"Zerre" olmak
ya da olmamak
Birçok öykü, film karesi, farklı müzikler ve seslerle döndüm Malatya'dan. Yeni dostluklar, ilk kez gördüğüm bir kentin kazandırdığı güzel duygular ve zihnimde doğanın nefes kesici görüntüleriyle vardım İzmir'e.
3. Uluslararası Malatya Film Festivali'nde Jale Arıkan'a "En İyi Kadın Oyuncu Ödülü"nü kazandıran "Zerre" bende iz bırakan filmlerden biriydi. İzmirli yönetmen Erdem Tepegöz'ün çektiği ve senaryosunu yazdığı, Antalya Altın Portakal'da da ödülleri toplayan film, bana işsiz kaldığım ve günlerce iş aradığım bir dönemi anımsattı. Kızı ve annesiyle yaşayan Zeynep karakterinin hayata nasıl tutunduğunu anlatan hikaye, bugün ülkemizde yaşanan binlerce yaşam öyküsüden yalnızca biri. Buarada, sadece Ege'de İŞKUR'a yapılan müracat sayısının 100 binin üzerinde olduğunu hatırlatmalıyım.
***
"Zerre"yi izledikten sonra yönetmeni Erdem Tepegöz ile uzun uzun konuşma fırsatı buldum. Dokuz Eylül Üniversitesi İktisat Bölümü mezunu olan Erdem, Prag'da aldığı eğitimden sonra hayatını sinemaya adayanlardan biri haline gelmiş. Önce 3 kısa film, ardından da "Zerre"yi çekmiş. Yalın, sade bir hayata odaklanmak istedikleri anlatan Erdem'in filmi, Jale Arıkan'ın parlayan oyunculuğunun yanında, mekan seçimi, teknik altyapısı ve kurgusuyla övgüye değer... Filmin en çok eleştirildiği bölüm ise sonu... Beklenmeyen bir noktada biten film için yönetmeni, "Bu bizim tercihimiz. Uzatabilirdik de ama anlatmak istediğimizi anlatıp, sorulmasını istediğimiz soruları seyirciye sordurduktan sonra, onları daha fazla yormak istemedik. Hayatın içinden gerçek bir kesiti insanlarla paylaşarak dikkatleri çekmekti amacımız ve bunu da başardık sanıyorum" dedi.
Malatya'daki festivali çok beğendiğini söyleyen Erdem, "Filmimize ilgi çok büyüktü. Gösterildiği salonlar doluydu.
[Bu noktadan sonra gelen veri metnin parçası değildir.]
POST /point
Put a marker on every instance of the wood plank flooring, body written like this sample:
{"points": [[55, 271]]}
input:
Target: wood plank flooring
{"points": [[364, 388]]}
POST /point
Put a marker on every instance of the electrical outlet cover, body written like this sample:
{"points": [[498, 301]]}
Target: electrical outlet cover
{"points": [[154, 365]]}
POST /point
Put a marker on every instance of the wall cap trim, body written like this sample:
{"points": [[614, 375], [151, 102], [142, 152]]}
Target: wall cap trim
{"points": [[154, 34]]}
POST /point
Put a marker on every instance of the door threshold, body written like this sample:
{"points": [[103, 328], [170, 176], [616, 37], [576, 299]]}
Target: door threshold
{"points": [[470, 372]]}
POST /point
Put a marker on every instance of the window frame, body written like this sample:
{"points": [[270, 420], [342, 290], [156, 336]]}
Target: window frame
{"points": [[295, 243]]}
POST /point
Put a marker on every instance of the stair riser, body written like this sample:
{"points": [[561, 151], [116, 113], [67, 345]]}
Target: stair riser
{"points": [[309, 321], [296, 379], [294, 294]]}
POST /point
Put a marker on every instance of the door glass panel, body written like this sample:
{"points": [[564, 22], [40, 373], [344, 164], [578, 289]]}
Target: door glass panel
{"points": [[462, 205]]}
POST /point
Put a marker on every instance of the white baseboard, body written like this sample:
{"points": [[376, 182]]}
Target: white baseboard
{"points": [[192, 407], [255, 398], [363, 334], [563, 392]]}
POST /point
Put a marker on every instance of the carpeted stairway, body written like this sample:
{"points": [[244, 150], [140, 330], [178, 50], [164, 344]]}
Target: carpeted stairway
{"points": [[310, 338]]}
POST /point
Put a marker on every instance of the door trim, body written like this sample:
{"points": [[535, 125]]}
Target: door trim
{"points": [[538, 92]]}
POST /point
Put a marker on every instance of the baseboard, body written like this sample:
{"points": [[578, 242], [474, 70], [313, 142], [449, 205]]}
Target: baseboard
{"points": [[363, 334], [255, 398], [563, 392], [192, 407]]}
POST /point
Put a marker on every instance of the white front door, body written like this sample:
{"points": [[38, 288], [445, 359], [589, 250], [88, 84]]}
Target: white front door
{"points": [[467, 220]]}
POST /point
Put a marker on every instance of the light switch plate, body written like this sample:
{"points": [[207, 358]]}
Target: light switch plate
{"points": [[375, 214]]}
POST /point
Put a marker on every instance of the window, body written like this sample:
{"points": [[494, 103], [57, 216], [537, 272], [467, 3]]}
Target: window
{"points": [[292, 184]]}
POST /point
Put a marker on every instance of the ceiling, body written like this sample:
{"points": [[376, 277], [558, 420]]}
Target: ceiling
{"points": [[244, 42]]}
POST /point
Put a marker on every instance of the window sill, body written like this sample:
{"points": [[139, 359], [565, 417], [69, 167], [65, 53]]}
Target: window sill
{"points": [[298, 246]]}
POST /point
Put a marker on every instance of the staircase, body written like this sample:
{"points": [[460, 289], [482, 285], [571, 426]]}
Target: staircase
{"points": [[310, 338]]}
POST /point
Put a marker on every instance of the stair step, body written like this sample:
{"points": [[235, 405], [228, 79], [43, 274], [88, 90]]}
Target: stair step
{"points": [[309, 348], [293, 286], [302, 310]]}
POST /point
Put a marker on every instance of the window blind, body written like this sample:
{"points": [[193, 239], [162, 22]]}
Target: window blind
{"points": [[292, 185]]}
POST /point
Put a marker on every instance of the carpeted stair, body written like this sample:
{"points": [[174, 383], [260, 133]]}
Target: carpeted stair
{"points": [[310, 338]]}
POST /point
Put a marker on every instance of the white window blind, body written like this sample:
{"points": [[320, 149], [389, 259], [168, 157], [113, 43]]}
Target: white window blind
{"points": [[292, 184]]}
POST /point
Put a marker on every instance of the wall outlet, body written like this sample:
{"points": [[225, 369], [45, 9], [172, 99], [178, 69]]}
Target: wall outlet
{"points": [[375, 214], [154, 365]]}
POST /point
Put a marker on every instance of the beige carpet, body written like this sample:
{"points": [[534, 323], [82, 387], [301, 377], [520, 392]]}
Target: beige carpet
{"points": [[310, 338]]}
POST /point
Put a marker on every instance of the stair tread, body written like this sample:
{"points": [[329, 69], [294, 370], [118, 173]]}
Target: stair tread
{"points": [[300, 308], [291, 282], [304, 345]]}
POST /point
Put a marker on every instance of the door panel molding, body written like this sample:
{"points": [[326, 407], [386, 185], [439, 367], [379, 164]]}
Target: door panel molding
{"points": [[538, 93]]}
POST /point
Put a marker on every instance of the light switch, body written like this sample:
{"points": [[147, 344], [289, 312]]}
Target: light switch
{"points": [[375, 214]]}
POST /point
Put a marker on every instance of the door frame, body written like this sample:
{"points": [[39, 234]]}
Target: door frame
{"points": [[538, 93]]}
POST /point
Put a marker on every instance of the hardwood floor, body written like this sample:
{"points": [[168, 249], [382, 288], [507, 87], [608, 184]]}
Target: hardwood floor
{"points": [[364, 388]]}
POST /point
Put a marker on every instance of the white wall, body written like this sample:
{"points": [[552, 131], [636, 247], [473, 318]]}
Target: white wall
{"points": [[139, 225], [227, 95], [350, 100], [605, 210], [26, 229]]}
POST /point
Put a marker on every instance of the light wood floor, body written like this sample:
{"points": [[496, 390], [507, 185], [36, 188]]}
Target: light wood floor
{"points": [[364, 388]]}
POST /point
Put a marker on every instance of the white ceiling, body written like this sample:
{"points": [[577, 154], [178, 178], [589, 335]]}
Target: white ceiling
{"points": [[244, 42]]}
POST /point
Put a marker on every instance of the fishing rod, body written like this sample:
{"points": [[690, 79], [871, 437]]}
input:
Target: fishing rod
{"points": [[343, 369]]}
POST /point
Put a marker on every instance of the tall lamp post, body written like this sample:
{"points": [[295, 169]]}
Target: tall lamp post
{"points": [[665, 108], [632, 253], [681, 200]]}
Bu ilgi Anadolu'daki festivallerde bizi etkiliyor. Bizi besleyen bu festivallerin sayısının artmasını ve devam etmesini diliyorum" dedi.
***
Erdem, İzmir'i çok seven ama mecburen İstanbul'da yaşamak zorunda olanlardan biri... Tutkuyla bağlı olduğu sinema sektörünün içinde var olabilmek için bu şehre taşınmış. İşsiz kaldığı ve yaşamaya başladığı yeni kentte iş bulma çabası, senaryosuna esin kaynağı olmuş. Benim de çevremde Erdem gibi birçok insan var. İzmir'de ya da başka kentlerde kendilerine iş bulmadıkları için İstanbul'a giden ve orada yaşamak zorunda olan insanlar bunlar. Ben de belki biraz şanslı olmasaydım onlardan biri olabilirdim. İzmir'e kan kaybettiren şeylerden biri de bu beyin göçü olduğunu düşünenlerdenim. Güzel sanatlar ve sinema sektörü İzmir'de çok daha fazla desteklense, elle tutulur bir sektör oluşsa, hem bu göç yaşanmaz hem de işsizler ordusu azalır.
Bunun ne kadar zor olduğunu elbette biliyorum ama sanırım zor olanı başaranların da adını tarihe altın harflerle yazdırdıklarını herkes biliyor.
Dip not:
13. Uluslararası İzmir Kısa Film Festivali, 20-26 Kasım günleri arasında düzenlenecek. Birbirinden güzel kısa filmler sizi bekliyor. Benden söylemesi.